Теперь, на заре независимости, Абан начинал испытывать к британцам какие-то теплые чувства. Высокомерные, белые, толстые, неуклюжие, абсолютно не симпатичные, холодные, может быть, алчные, – вполне допустимо приписать им все это, – по Малайя без них опустеет. Общий враг был вдобавок и общим законодателем: холодность можно назвать правосудием. Слишком поздно дружить, слишком поздно пытаться учиться. Но можно хотя бы не любить с симпатией и провожать с улыбкой.
Сегодня, вспомнил он, к ленчу придет белая женщина. Наверно, она станет последней в ряду, хотя в каком-то смысле первой. Может быть, скоро он будет жить в ее мире, сам станет изгнанником. Обойдется с пей ласково, почитая в ней символ, соблазнит не сразу, культурно. Пошлет за ней лучший автомобиль с самым любезным шофером.

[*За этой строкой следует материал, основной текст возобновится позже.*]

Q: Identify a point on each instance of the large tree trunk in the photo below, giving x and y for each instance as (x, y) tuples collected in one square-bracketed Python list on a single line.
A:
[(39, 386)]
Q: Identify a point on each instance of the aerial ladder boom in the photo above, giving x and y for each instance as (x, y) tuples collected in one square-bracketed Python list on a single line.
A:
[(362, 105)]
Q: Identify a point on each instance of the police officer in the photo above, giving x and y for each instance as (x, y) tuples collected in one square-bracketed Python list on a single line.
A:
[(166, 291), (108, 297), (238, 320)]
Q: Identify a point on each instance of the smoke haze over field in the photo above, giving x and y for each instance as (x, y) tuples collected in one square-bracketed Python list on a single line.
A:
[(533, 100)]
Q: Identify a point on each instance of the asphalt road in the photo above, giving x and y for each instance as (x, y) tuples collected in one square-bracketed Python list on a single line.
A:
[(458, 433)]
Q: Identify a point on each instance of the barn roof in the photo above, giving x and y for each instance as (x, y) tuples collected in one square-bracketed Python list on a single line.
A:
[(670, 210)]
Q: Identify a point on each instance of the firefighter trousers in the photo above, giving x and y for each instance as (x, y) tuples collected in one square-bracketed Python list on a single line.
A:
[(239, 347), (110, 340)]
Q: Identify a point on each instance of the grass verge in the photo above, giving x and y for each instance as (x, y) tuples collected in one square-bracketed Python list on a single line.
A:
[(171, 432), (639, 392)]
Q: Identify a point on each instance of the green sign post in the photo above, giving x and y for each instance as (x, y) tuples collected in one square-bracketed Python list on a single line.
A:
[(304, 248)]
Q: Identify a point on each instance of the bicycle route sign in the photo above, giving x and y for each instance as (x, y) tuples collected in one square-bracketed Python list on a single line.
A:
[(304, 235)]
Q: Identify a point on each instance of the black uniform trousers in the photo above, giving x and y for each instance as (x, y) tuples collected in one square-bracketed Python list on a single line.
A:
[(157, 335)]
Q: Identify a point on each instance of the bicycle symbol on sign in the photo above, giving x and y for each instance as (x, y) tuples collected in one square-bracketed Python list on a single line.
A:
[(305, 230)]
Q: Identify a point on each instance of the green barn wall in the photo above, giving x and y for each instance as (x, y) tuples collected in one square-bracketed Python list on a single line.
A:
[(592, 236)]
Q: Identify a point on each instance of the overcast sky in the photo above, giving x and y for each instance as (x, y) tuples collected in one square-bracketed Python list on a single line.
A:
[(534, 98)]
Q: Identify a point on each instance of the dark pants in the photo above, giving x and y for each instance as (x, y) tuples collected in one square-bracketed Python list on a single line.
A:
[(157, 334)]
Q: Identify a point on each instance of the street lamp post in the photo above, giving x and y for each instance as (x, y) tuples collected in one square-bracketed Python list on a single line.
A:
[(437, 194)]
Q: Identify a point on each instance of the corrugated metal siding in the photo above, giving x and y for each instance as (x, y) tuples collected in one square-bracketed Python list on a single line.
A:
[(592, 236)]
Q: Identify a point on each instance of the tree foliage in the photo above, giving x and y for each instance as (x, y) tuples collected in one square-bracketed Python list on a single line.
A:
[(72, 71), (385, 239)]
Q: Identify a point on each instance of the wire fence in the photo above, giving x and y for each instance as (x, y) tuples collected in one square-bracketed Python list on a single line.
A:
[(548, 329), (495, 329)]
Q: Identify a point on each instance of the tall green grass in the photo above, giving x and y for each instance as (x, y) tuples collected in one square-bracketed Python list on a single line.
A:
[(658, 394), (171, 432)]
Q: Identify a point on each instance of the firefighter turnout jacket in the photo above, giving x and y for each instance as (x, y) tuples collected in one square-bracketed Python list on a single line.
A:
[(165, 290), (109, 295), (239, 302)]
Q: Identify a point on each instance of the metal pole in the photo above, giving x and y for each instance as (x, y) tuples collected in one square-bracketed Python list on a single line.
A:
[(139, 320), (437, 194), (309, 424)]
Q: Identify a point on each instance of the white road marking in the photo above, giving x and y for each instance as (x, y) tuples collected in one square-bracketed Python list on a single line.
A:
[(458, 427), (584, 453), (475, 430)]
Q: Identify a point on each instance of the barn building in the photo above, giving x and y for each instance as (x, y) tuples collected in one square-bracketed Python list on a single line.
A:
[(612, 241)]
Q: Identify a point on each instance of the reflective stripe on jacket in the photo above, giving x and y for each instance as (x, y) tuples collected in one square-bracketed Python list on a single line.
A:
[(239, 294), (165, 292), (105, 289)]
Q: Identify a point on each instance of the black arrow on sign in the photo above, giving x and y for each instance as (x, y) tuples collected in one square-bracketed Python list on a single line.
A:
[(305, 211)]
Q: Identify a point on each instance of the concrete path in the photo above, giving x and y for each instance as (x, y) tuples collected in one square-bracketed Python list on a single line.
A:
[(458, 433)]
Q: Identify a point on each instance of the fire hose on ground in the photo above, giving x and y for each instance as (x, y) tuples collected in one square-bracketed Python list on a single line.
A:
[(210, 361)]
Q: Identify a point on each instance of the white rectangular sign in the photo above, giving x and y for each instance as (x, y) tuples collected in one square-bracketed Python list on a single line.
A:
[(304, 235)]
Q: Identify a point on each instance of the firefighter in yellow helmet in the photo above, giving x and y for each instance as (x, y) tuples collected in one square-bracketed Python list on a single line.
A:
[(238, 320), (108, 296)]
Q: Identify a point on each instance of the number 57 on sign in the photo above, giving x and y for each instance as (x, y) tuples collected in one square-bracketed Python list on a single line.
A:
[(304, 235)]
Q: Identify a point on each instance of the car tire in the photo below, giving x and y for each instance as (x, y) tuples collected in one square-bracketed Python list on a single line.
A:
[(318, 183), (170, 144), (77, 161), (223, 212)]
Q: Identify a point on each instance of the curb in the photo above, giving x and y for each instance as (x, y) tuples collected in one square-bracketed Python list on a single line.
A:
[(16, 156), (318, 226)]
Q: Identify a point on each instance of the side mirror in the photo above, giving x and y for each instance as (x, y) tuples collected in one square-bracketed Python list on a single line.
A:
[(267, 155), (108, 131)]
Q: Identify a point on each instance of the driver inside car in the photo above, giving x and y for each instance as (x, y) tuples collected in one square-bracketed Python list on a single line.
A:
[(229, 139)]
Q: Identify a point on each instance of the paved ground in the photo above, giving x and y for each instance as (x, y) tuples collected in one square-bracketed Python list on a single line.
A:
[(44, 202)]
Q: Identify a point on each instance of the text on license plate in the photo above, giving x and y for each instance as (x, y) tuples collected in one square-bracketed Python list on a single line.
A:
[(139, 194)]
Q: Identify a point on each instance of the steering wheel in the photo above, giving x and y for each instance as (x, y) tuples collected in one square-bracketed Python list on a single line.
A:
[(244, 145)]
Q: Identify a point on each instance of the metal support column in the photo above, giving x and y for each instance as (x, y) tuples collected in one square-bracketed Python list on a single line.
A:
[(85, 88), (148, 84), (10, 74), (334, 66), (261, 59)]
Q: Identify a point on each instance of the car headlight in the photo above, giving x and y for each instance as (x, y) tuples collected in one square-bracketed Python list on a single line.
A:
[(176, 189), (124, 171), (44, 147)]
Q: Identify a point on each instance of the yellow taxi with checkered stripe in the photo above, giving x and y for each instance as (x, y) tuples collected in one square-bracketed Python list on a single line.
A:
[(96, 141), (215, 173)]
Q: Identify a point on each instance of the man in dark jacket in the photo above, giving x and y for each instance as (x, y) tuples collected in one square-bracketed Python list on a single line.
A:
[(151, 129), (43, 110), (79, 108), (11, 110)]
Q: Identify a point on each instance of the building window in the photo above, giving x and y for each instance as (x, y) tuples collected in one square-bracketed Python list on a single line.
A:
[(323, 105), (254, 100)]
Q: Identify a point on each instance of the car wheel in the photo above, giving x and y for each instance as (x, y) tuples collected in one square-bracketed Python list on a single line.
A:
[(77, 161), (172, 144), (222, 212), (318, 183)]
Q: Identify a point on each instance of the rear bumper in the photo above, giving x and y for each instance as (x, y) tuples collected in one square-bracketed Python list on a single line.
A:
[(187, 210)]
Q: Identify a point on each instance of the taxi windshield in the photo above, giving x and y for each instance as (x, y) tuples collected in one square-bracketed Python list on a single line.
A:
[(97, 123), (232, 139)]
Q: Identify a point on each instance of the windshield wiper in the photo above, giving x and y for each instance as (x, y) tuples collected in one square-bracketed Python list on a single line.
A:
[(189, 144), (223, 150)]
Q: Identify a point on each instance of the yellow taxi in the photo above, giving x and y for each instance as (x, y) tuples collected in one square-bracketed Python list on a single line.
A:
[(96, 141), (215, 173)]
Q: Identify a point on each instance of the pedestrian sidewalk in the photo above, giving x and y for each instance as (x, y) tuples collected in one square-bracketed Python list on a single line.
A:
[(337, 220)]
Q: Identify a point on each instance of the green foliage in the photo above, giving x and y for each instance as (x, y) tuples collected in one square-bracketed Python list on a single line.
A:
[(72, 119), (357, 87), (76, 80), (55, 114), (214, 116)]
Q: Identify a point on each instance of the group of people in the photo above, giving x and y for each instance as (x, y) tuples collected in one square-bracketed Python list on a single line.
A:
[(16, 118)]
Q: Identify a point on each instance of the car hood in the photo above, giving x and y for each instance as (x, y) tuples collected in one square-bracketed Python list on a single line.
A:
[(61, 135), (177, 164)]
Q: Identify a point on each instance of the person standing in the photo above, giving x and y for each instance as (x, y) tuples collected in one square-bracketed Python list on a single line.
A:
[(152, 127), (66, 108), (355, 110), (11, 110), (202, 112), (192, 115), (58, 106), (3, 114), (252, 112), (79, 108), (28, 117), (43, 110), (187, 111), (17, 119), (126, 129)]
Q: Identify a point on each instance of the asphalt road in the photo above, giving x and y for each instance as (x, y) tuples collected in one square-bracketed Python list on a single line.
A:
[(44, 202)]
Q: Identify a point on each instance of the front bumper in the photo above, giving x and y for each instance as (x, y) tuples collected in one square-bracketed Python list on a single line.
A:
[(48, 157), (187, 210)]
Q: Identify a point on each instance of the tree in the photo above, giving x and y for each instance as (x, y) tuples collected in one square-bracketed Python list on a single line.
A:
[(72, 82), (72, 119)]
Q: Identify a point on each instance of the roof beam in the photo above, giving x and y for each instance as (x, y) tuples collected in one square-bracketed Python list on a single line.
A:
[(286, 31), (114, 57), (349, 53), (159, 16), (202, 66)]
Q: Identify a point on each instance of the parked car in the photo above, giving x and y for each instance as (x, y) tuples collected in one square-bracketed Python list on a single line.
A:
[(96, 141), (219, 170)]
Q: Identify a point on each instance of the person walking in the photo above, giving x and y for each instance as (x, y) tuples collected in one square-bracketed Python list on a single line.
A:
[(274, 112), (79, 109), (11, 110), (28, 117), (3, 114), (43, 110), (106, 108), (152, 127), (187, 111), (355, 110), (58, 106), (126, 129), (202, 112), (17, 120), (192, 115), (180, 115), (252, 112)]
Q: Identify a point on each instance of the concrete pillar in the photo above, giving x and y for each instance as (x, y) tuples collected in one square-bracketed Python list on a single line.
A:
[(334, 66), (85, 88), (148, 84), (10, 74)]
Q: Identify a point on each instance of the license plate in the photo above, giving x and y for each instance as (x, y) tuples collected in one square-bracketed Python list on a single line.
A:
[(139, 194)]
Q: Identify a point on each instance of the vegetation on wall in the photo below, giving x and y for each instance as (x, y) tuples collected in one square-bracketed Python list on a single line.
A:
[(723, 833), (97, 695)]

Абан вышел из своих апартаментов, спустился по отполированной лестнице – никакой спешки босыми ногами, – направился в дальнюю часть Истаны к царским гаражам. Там располагалась конюшня начищенных любимцев, обтекаемых глазастых покорных зверюг, собранных за многие годы. Конюхи их надраивали, посвистывая. «Даймлер», «бьюик», «роллс», «бентли», «ягуар», «остин-принсесс», «гудзон» – словно список героев. Все известные породы, кроме «абеляра». Добавится и он. Абан уже выяснил, что недавно прибывший в штат экземпляр в отличном состоянии, с четырьмя новенькими фирменными покрышками. Забавно, что его хозяин – муж той самой белой женщины, которая придет к ленчу. Что ж, это будет, возможно, последнее приобретение. Как-то нехорошо, что одного мужчину дважды придется обидеть. Впрочем, это, может быть, символично: «ракам», «креветкам», или какой их там рыбой прозвали в насмешку,[41] суждено стать последней жертвой, ибо они последними вторглись. Больше в Дахагу не явятся новые экспатрианты, кроме, пожалуй, индонезийских филологов или теологов, поэтому омары, лангусты стали неким сумеречным осязаемым прошлым.